A flush of a leaf node is simply accomplished by moving the data in question into the WorkQueue. If the WorkQueue is full then this insertion is blocked until the queue is no longer full.

BufferControlBlock

Encodes the meta-data associated with a block including its file_offset and storage_ptr. These two attributes represent the location of a node within the large and physically contiguous backing_store file. The nodes of the tree are stored in the file following a breadth first search. Specifically, the data stored within the buffer at each node is what is held within the file. Therefore the data in each level is contiguous on disk.

Example:

------------------------------------------------
|Node 1| Node 2| Node 3| Node 4| Node 5| Node 6|
------------------------------------------------

This buffer encodes the following tree with B=2 and N=4

      ---root---
       /      \      
   node1      node2    
    /  \       /  \  
node3 node4 node5 node6

Note that the root does not appear in the backing store. This is because it is stored entirely in RAM. There is also no BufferControlBlock for the root node for the same reason.

WorkQueue

When a node leaf node is ready to be processed by the user its data is placed into the WorkQueue. The WorkQueue is an entirely in RAM structure designed to eliminate IO contention between adding data to and getting data out of the gutter tree. With the WorkQueue, requests to the GutterTree for data take place entirely in RAM.

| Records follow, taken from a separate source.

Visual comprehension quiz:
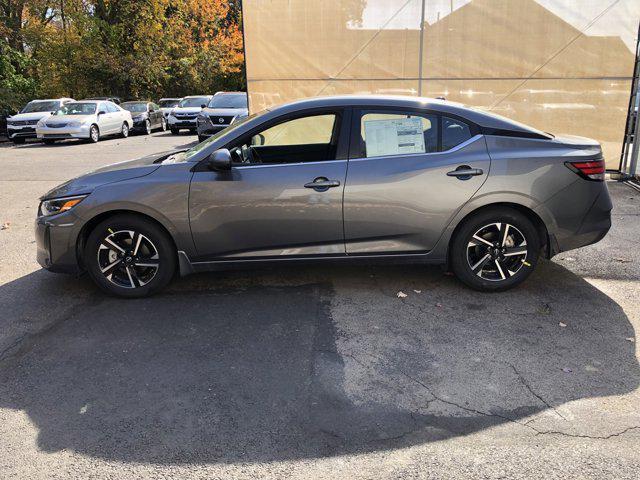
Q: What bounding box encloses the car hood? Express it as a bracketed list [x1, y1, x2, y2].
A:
[173, 107, 202, 115]
[45, 115, 96, 123]
[7, 112, 51, 121]
[202, 108, 249, 117]
[40, 150, 181, 200]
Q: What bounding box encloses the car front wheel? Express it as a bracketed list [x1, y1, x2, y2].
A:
[83, 215, 177, 298]
[451, 207, 540, 292]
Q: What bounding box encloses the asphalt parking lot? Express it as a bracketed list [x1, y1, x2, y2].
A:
[0, 133, 640, 479]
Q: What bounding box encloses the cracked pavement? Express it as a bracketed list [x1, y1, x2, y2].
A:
[0, 134, 640, 479]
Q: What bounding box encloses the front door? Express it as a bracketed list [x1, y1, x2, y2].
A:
[344, 110, 490, 255]
[189, 111, 348, 261]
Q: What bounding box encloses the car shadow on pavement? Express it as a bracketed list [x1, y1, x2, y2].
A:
[0, 262, 640, 464]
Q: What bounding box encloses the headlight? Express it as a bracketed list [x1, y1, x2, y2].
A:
[38, 195, 87, 217]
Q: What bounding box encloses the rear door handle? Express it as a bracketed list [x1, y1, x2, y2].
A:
[447, 165, 484, 180]
[304, 177, 340, 192]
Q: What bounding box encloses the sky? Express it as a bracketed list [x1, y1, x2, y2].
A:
[351, 0, 640, 52]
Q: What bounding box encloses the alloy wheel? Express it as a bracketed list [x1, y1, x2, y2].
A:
[97, 230, 160, 288]
[467, 222, 528, 281]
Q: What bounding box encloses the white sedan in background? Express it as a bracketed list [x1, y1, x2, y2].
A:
[36, 100, 133, 143]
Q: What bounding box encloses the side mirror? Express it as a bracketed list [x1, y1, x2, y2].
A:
[208, 148, 231, 171]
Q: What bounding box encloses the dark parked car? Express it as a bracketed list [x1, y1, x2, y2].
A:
[85, 97, 121, 105]
[196, 92, 249, 142]
[120, 101, 167, 135]
[36, 96, 612, 297]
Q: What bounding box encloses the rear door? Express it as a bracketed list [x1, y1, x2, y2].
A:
[344, 109, 490, 254]
[189, 109, 350, 261]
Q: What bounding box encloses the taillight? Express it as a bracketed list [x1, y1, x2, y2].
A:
[565, 160, 605, 182]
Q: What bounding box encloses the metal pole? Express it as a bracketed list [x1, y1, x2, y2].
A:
[418, 0, 426, 97]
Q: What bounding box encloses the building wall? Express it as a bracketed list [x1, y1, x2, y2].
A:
[243, 0, 640, 168]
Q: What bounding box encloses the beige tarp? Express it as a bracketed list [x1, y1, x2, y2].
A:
[243, 0, 640, 168]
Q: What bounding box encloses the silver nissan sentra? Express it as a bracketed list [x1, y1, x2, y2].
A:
[36, 96, 612, 297]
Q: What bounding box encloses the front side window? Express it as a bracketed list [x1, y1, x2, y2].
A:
[229, 113, 339, 164]
[360, 112, 438, 157]
[251, 114, 336, 146]
[442, 117, 473, 152]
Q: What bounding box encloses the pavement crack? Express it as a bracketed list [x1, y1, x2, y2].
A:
[509, 364, 568, 422]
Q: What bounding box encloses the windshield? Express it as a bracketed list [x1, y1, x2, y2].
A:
[20, 100, 60, 113]
[175, 110, 260, 163]
[178, 97, 209, 108]
[208, 94, 247, 108]
[120, 102, 147, 112]
[158, 100, 180, 108]
[56, 102, 96, 115]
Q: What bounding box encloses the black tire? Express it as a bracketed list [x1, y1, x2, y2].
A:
[450, 207, 540, 292]
[83, 214, 177, 298]
[89, 124, 100, 143]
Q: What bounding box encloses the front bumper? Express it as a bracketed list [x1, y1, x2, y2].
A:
[35, 214, 81, 274]
[169, 116, 197, 130]
[7, 125, 36, 140]
[36, 125, 90, 140]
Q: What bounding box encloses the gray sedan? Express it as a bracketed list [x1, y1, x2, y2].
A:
[36, 96, 612, 297]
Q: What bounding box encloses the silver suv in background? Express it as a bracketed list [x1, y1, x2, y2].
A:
[7, 98, 74, 143]
[196, 92, 249, 142]
[167, 95, 213, 135]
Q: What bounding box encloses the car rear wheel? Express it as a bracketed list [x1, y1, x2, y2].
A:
[89, 125, 100, 143]
[451, 207, 540, 292]
[83, 215, 177, 298]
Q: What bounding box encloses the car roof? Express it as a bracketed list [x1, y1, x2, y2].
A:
[268, 95, 549, 137]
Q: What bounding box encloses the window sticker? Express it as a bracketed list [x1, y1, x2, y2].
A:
[364, 117, 426, 157]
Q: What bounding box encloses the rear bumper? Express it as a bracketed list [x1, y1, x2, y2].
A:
[549, 184, 613, 256]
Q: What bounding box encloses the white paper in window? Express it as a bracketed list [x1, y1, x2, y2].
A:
[364, 117, 426, 157]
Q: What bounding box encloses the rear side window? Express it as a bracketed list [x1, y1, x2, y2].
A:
[360, 112, 438, 158]
[442, 117, 473, 152]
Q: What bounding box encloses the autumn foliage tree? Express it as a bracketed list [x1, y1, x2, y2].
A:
[0, 0, 245, 108]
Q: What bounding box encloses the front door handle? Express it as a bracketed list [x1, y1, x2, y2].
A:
[304, 177, 340, 192]
[447, 165, 484, 180]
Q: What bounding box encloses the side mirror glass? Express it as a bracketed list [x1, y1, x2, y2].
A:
[208, 148, 231, 171]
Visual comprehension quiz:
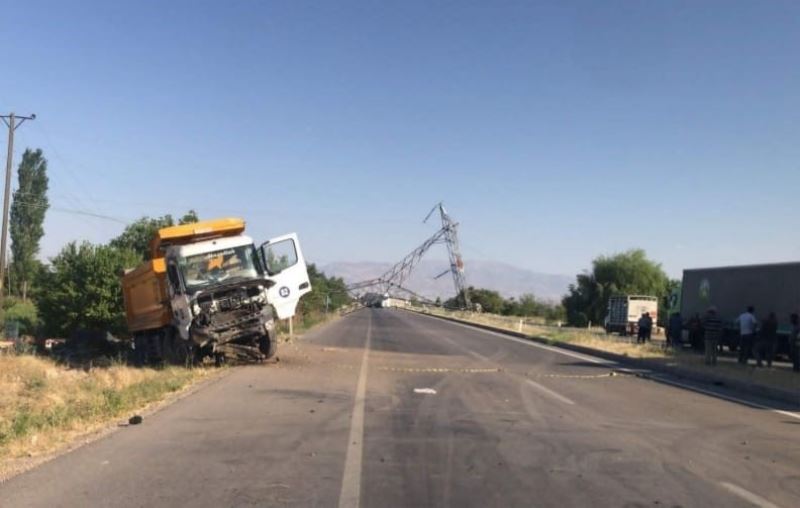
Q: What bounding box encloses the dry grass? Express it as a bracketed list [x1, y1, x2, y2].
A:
[0, 354, 210, 463]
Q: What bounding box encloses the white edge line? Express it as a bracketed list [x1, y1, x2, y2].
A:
[416, 312, 800, 420]
[650, 375, 800, 420]
[719, 482, 778, 508]
[526, 379, 575, 406]
[339, 313, 372, 508]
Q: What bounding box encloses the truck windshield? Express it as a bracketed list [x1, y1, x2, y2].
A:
[179, 245, 261, 293]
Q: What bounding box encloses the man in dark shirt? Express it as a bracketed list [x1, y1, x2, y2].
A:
[703, 306, 722, 365]
[667, 312, 683, 349]
[756, 312, 778, 367]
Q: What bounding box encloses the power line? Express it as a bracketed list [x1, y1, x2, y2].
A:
[14, 200, 131, 226]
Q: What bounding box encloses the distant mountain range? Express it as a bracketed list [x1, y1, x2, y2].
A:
[319, 260, 575, 301]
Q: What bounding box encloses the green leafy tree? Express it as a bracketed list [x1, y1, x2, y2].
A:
[9, 149, 50, 301]
[109, 210, 199, 259]
[444, 286, 505, 314]
[38, 242, 141, 337]
[2, 296, 39, 335]
[562, 249, 669, 326]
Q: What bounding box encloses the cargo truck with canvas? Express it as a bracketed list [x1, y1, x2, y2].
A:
[122, 218, 311, 364]
[605, 295, 658, 335]
[680, 262, 800, 354]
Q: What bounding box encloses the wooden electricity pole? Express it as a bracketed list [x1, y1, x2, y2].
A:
[0, 113, 36, 306]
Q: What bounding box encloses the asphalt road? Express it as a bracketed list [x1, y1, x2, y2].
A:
[0, 309, 800, 507]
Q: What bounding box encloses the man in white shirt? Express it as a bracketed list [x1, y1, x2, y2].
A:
[736, 305, 758, 365]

A leaf is ''ready'' to be processed when it is full and, if it was any other node, would normally be flushed. Instead we place the data stored at this leaf into the queue and then delete the data from the leaf node. An analogy for this process is that the leaves are growing fruits (the update buffers) and when these fruits are big and ripe they will naturally fall from the tree.

The WorkQueue is designed with a limited size. This is because RAM usage needs to be minimal and has the added benefit of naturally rate limiting the gutter tree to match the speed at which data can be taken out of it. Operations that need to take data from an empty queue or that need to insert to a full queue are blocked until their preconditions are met.

The structure of the WorkQueue is as follows

-----------------------------------------------------------------------------------
| node 4 updates | clean | clean | node 1 updates | node 2 updates| node 3 updates|
-----------------------------------------------------------------------------------
                   ^ Head                             ^ Tail

Head marks the where the next insertion to the CircularQueue should take place and Tail marks where the next read should happen from. Slots are marked clean if their data has been taken out of the queue and processed. The queue is full if the head ever points to a dirty slot and empty if Head and Tail point to the same slot (which is also clean).

Note in this example that Tail does not point to the updates for node 1. This is because the data for node 1 is currently being processed by a query. Once this query finishes, the thread performing the query will mark the slot with node 1 updates as clean.